Wynn: Encore Damage More Than Physical
Wynn states in the lawsuit, filed by the Las Vegas firm of Semenza Kircher Rickard, that the damage from the Encore fight exceeded $15,000. But it’s not just the physical damage that prompted the resort to pursue legal action.
While their actions may have been isolated and lasted only moments, the damage they caused to Wynn and to the gaming industry still reeling from the effects of the COVID-19 pandemic is incalculable,” the complaint states. “Wynn is prepared to do whatever is necessary to pursue and press all possible charges against these individuals to the full extent of equitable and legal remedies available.”
Like several other Vegas Strip casinos, Wynn reopened on June 4, almost three months after Nevada Gov. Steve Sisolak ordered casinos and nonessential businesses to close in an attempt to fight the spread of the coronavirus.
The casinos reopened and currently operate at a reduced capacity because of the virus. In addition, scores of conferences and conventions have canceled their events in Vegas, keeping thousands of potential visitors away. Research also shows gamblers are more willing to drive to a regional casino than fly to Vegas. Initial research also showed that Vegas casinos that catered to the local crowd fared better at the restart than the Strip resorts.
According to the Las Vegas Convention and Visitors Authority, 1.4 million people came to Vegas in July. That’s down 61 percent from July 2019.
The steep decline has led casinos to reduce room rates as much as possible to lure customers. On the Strip, the room rate in July was $116, down 15 percent from last year. Downtown hotels are charging nearly $60, down 13.5 percent.
Readers Sound Off on Vegas Fight
Those low prices have attracted scores of people not just interested in placing a few bets and taking in a show. The Las Vegas Metropolitan Police held a press conference earlier in the week stating its downtown command either arrested or cited 55 people on Sept. 5 alone, the first day of the four-day Labor Day weekend.
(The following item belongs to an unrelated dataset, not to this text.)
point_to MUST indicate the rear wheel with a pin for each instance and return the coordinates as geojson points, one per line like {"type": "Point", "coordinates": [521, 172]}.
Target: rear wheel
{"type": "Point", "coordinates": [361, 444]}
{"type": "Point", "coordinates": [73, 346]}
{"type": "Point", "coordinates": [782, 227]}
And based on reader comments to Casino.org, the riffraff engaging in episodes like the Encore fight will keep the regulars away from Vegas, possibly for good.
Said CColorado: “We wanted to relax and have good food while in a happy and different environment. Well, that did not happen. The crowds were terrible, very different. It was as if they were gathering for a riot. Someone here mentioned people on scooters. Yes, we experienced this. They were flying through the hotel lobby and casino… I cannot comprehend why they would think it’s ok to act this way. It was very sad because Las Vegas was one of my favorite destinations. Now I will have to find a new one.”
“I’ll never go back to Vegas,” said Uncle Larry. “I’ve never seen crowds of people, not looking to have fun and gamble, instead looking to get wasted and fight and taunt and disrespect players and dealers. I’ve been to Vegas over 50 times. These types of crowds could never afford a room before. You get what you pay for, or in this case, for the casinos, don’t care what people have to pay for.”